PKU-YuanGroup / LanguageBind

【ICLR 2024🔥】 Extending Video-Language Pretraining to N-modality by Language-based Semantic Alignment
https://arxiv.org/abs/2310.01852
MIT License
549 stars 44 forks source link

What's the difference between LanguageBind and LLaVA-1.5 #26

Closed OPilgrim closed 4 months ago

OPilgrim commented 5 months ago

Hello! Your LanguageBind is amazing! But I'm new to multimodality, and I was wondering what's the difference between LanguageBind and LLaVA-1.5? Should I use LLaVA-1.5 or LanguageBind if I want my model to have more reasoning power while handling multimodal input (currently, text, image, and video are the three modes at most)? Considering that LanguageBind may be a better choice if other modes are to be added in the future, can LanguageBind be easily combined with LLaVA-1.5, LLaMA, or etc.? I'd like to hear your views on these issues.

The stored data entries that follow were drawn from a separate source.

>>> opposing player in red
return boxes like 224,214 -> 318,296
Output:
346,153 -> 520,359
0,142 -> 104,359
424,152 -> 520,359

LinB203 commented 5 months ago

LanguageBind and LLaVA are both multi-modal models, but they have different focuses. LanguageBind is designed to align individual modalities to text space. LLaVA maps pictures to LLM for image-text conversations. I think connecting the encoder of each modality of LanguageBind to LLM is more conducive to multi-modal LLM. Because they have been aligned to a textual semantic space in advance. In addition, our Video-LLaVA is a good proof that it achieves strong performance after aligning video images in advance through LanguageBind encoder. https://github.com/PKU-YuanGroup/Video-LLaVA

OPilgrim commented 5 months ago

Thank you very much for your reply. It helps me a lot.